EichlerLab / smrtsv2

Structural variant caller
MIT License
53 stars 6 forks source link

TypeError when Genotyping #33

Closed RSherman15 closed 5 years ago

RSherman15 commented 5 years ago

I am getting the following error during genotyping. It appears to perhaps be an issue with pysam reading the generated alignments.cram file, but it is a standard file, as far as I can tell, looking at it via samtools view.

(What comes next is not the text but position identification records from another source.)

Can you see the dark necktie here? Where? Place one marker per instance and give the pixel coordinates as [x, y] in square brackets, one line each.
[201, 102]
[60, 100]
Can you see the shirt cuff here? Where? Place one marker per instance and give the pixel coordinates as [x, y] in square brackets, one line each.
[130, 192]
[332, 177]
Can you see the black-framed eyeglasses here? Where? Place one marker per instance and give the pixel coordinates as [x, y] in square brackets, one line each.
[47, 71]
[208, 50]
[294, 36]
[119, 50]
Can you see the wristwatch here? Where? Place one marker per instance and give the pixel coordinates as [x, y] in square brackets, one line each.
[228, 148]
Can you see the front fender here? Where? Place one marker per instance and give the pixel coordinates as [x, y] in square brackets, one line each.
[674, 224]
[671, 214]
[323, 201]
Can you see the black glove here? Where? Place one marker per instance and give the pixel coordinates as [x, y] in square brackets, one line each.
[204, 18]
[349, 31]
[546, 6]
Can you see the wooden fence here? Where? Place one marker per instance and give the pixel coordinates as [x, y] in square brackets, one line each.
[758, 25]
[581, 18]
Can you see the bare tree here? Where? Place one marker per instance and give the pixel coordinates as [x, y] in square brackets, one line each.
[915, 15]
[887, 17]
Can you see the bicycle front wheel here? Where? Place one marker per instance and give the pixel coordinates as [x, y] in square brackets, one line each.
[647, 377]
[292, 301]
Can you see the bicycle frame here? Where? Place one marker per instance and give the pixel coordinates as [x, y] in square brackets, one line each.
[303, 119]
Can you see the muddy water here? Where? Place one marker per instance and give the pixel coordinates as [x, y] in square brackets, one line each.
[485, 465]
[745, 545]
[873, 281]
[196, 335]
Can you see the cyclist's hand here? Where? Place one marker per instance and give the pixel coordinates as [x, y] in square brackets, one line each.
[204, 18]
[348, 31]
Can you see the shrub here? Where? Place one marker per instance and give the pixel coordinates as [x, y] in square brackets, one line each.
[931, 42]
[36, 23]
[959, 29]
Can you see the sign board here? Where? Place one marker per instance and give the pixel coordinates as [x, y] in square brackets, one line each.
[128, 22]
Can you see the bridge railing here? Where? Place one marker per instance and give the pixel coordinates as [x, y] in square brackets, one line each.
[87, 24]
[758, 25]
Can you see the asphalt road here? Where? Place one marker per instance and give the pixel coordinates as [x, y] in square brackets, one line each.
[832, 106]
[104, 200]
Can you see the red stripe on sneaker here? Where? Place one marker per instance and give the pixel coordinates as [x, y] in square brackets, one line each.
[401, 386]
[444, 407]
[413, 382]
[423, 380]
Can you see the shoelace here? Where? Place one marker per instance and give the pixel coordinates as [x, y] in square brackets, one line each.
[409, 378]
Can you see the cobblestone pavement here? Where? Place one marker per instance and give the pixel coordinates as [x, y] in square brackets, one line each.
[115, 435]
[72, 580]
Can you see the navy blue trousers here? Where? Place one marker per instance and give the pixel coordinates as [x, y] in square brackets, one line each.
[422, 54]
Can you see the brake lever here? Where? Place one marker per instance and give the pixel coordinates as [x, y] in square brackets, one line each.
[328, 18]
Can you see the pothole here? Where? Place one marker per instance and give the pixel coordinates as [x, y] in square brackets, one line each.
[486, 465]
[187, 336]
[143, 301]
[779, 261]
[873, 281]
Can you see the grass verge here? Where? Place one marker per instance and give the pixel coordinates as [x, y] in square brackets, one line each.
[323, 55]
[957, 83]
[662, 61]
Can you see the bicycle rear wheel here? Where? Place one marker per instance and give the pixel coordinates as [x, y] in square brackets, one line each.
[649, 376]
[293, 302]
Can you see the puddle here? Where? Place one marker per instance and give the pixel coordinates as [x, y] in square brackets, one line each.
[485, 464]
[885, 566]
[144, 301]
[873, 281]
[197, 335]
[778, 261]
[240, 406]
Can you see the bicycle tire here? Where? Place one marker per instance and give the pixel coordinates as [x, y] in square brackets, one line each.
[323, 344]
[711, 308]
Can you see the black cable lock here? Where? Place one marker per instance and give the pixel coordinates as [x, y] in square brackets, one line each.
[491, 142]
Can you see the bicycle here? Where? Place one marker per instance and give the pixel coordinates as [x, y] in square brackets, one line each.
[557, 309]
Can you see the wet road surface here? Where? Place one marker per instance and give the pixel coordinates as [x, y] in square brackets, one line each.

The same underlying pysam TypeError also occurs for the gt_call_sample_insert_delta and gt_call_sample_breakpoint_depth steps.

Building DAG of jobs...
Using shell: /software/centos7/bin/bash
Provided cores: 24
Rules claiming more threads will be scaled down.
Job counts:
        count   jobs
        1       gt_call_sample_read_depth
        1

[Thu Apr 25 07:31:47 2019]
rule gt_call_sample_read_depth:
    input: sv_calls/sv_calls.bed, samples/hg002/alignments.cram, altref/alt_info.bed
    output: samples/hg002/temp/depth_delta.tab, samples/hg002/depth_delta_stats.tab
    jobid: 0
    wildcards: sample=hg002

Traceback (most recent call last):
  File "/home-net/home-4/rsherma8@jhu.edu/bin/packages/smrtsv2/scripts/genotype/GetReadDepthDiff.py", line 187, in <module>
    get_read_depth(df_bed.loc[:, ['VAR_CONTIG', 'VAR_MIDPOINT']], args.bam, args.mapq)
  File "/home-net/home-4/rsherma8@jhu.edu/bin/packages/smrtsv2/scripts/genotype/GetReadDepthDiff.py", line 71, in get_read_depth
    for segment in bam_file.fetch(contig, pos, pos + 1):
  File "pysam/libcalignmentfile.pyx", line 1074, in pysam.libcalignmentfile.AlignmentFile.fetch
  File "pysam/libchtslib.pyx", line 685, in pysam.libchtslib.HTSFile.parse_region
  File "pysam/libcalignmentfile.pyx", line 1879, in pysam.libcalignmentfile.AlignmentFile.get_tid
  File "pysam/libcalignmentfile.pyx", line 516, in pysam.libcalignmentfile.AlignmentHeader.get_tid
  File "pysam/libcutils.pyx", line 125, in pysam.libcutils.force_bytes
TypeError: Argument must be string, bytes or unicode.
[Thu Apr 25 07:31:52 2019]
Error in rule gt_call_sample_read_depth:
    jobid: 0
    output: samples/hg002/temp/depth_delta.tab, samples/hg002/depth_delta_stats.tab

RuleException:
CalledProcessError in line 345 of /home-net/home-4/rsherma8@jhu.edu/bin/packages/smrtsv2/rules/genotype.snakefile:
Command ' set -euo pipefail;  python3 -s /home-net/home-4/rsherma8@jhu.edu/bin/packages/smrtsv2/scripts/genotype/GetReadDepthDiff.py samples/hg002/alignments.cram sv_calls/sv_calls.bed altref/alt_info.bed samples/hg002/temp/depth_delta.tab --out_stats samples/hg002/depth_delta_stats.tab --mapq 20 --flank 100 ' returned non-zero exit status 1.
  File "/home-net/home-4/rsherma8@jhu.edu/bin/packages/smrtsv2/rules/genotype.snakefile", line 345, in __rule_gt_call_sample_read_depth
  File "/home-net/home-4/rsherma8@jhu.edu/bin/packages/smrtsv2/dep/conda/build/envs/python3/lib/python3.6/concurrent/futures/thread.py", line 55, in run
Shutting down, this might take some time.
Exiting because a job execution failed. Look above for error message
paudano commented 5 years ago

I think I see what's going on. Your contig names probably don't have chr, so it's reading them as numbers and pysam doesn't like that.

I just pushed fa21c1b9599a29b2880f31717e6d46dff8ea0124. Try pulling that and see if it helps.

RSherman15 commented 5 years ago

Yes, you're correct, my reference doesn't have chr preceding the numbers. That fix worked, thanks.